Damien Hirst is one of the most prominent representatives of the so-called Young British Artists (YBA), a generation of postmodernist artists that came to prominence in the UK in the late 80s.
To take a portrait of such a famous artist in itself is very tempting, but also very difficult. Prominent public figures usually have their own stereotypes regarding how they would like to look in the pictures. And it can be sensed during a shooting. In addition, you never know what conditions you’ll have to work in.
I got a chance to shoot Damien Hirst, reportedly the UK’s richest living artist, when he came to Moscow in 2008 to take part in an exhibition. When I was offered to make his portrait, it turned out that I needed to come to the exhibition for this.
For some reason, it took place in an 18th-century mansion, and not a well-known Moscow gallery, which was quite strange for an artist of such a level.
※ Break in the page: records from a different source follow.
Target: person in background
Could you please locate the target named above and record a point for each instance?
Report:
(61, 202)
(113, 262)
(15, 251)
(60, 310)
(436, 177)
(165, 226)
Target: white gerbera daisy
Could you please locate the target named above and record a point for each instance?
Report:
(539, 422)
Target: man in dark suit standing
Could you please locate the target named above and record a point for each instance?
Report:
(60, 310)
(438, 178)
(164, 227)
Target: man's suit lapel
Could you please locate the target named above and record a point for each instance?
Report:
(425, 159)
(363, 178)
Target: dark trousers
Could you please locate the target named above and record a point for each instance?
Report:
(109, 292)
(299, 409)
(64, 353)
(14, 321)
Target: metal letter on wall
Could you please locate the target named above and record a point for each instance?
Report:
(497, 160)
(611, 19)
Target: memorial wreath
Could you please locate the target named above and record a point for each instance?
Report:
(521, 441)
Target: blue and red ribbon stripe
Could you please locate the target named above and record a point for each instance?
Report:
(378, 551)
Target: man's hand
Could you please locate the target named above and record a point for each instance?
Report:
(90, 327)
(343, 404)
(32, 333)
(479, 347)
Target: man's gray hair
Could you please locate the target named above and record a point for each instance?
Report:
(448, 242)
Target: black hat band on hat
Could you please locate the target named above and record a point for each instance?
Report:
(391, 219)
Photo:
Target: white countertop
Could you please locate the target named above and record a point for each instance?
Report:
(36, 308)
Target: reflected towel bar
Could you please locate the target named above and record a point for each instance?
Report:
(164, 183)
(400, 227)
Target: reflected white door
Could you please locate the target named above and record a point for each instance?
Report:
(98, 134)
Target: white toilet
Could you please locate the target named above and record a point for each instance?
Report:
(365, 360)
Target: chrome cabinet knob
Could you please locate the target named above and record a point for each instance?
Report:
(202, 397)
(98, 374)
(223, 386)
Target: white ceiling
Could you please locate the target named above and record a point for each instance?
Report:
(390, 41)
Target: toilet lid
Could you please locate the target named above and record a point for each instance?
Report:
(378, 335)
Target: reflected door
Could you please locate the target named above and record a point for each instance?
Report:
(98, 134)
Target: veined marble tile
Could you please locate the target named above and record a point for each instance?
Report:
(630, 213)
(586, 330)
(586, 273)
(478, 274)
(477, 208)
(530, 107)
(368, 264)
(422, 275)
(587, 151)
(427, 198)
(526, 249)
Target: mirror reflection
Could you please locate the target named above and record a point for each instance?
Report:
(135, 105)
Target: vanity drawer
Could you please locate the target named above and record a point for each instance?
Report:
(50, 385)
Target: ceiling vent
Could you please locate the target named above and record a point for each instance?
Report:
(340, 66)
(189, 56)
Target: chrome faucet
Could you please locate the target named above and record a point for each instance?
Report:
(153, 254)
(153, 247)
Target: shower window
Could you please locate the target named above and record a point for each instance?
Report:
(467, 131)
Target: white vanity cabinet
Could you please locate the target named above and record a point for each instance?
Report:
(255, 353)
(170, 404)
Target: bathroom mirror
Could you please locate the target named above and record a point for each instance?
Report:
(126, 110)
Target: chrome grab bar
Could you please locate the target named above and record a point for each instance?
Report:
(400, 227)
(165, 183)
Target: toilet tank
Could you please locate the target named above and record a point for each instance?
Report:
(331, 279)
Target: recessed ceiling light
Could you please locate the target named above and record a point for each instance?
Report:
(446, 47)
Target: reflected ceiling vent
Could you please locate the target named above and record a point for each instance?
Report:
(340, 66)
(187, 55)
As it turned out later, it was a private exhibition organized by Russian tycoons.
Everything was organized in such a way that many journalists were invited, each with their own photographer. No more than 20 minutes were allocated for both the shooting and interview, which were only possible to be carried out simultaneously.
Thus, the setting of any kind of light was out of the question. Fortunately, I had an autoflash for my Canon EOS 20D digital camera. Thus, I was forced to take digital photographs, despite the fact that I mainly deal with film photography.
I had plenty of time before my turn to shoot, so I went around the whole exhibition, which involved Hirst’s works from the New Religion series. I chose a spot with a neutral background so that the images look clean, uncluttered, focussing on the emotional part, and can be later turned into black and white images.
It helps avoid extraneous color spots, which may appear in the frame during such a shooting. The constant impulsive movement of his hands became an integral part of the image.
Twenty minutes pass pretty quickly, and you end up feeling like you have just started. Especially when you are actually doing what you observe and fix. It felt like all this wasn’t what was needed, something was clearly missing. And I didn’t really like the light of the on-camera flash, but it was a necessity at that moment.
Damien Hirst had already moved to another room for his next interview when I decided to once again take a look at the entire exhibition.
Hirst was being interviewed on video in one of the halls, and the camera emitted a special light that evenly illuminated his face. It was a chance for me to have a second try.
I walked over, as if not noticing that the shooting was taking place and the sound was being recorded, took out my Canon EOS 20D with a 50mm lens, and began to compose the frame.
In one shot, the background was an open space behind the door, which in the photograph turned into a black background framed by a red wall. I associate this image with the Constructivism art.
Another shot, which I consider to be significant in a certain sense, was taken when Damien Hirst crossed his fingers in front of his work Sky from the New Religion series, which served as an excellent background, giving meaning to the whole composition. I decided to leave these photos in color.